Keeping a log of all the custodian names is a crucial part of performing accurate vertical de-duplication, as well as logging the data sources (i.e. Exchange Email, File Server, etc.) each custodian contains. This is important because data is generally collected in batches during discovery. So, if a custodian has new data to be collected and processed, but the majority of the data has already been collected and processed, spelling the person’s name exactly as it was spelled before makes it very easy for de-duplication software to compare the new data against the old data. If this information is not provided, then most de-duplication software applications can not easily detect who created the data and it may treat the new data as a completely new custodian’s data, so none of the new data will be de-duplicated against the old data.
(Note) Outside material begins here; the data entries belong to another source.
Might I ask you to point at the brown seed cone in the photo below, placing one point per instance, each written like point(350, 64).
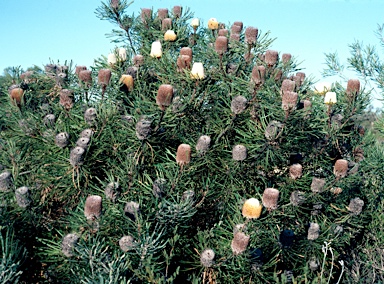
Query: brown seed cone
point(287, 86)
point(297, 198)
point(295, 171)
point(239, 153)
point(62, 139)
point(128, 81)
point(23, 197)
point(251, 34)
point(80, 68)
point(146, 14)
point(203, 144)
point(239, 104)
point(271, 57)
point(313, 231)
point(223, 32)
point(68, 244)
point(353, 87)
point(90, 115)
point(162, 13)
point(177, 11)
point(76, 157)
point(126, 243)
point(252, 208)
point(340, 168)
point(356, 206)
point(317, 185)
point(207, 257)
point(5, 181)
point(183, 155)
point(289, 100)
point(138, 60)
point(93, 207)
point(221, 45)
point(239, 243)
point(104, 76)
point(66, 99)
point(16, 95)
point(270, 198)
point(85, 76)
point(286, 58)
point(164, 96)
point(166, 24)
Following these simple steps will not only help you organize your data better, but it will make the overall eDiscovery process a little bit smoother for you and your preferred eDiscovery provider.

Posted by Andrew Wilson on January 1, 2008 | Permanent Link | Post a Comment

Thought: The "Un-compressed" Processing Myth

The eDiscovery market is booming and companies are springing up all over the place offering various services from collections to processing to hosting, etc. With this increasing pool of vendors comes very different and sometimes confusing pricing models.

One of the most common models we come across in competitive bids is charging customers for the “un-compressed” or “extracted” size. What does this mean exactly? It means that what you think may be 100GB of email could in fact become 200GB of email and attachments or more AFTER the data is processed. Essentially, this could double or even quadruple your eDiscovery budget.

Don’t let this happen to you! Vendors that use this model are providing their clients with misleading information. The “un-compressed” size is a myth. For example, lets say you have an email with 10 embedded attachments that total 10MB (megabytes). When that email is processed with an vendor’s eDiscovery software, generally, it will extract each individual attachment as it’s own record as well as the original email with the 10 embedded attachments. The email alone will be ~10MB and the extracted attachments will also total 10MB, so the total size of that email and it’s extracted attachments has more than doubled to ~20MB. The true size of the email AND it’s attachments is actually ~10MB, because the email size is inflated due to the embedded attachments. This is why some vendors charge for the “un-compressed” size, because on the surface it actually looks like the data HAS doubled, when in fact nothing has really changed.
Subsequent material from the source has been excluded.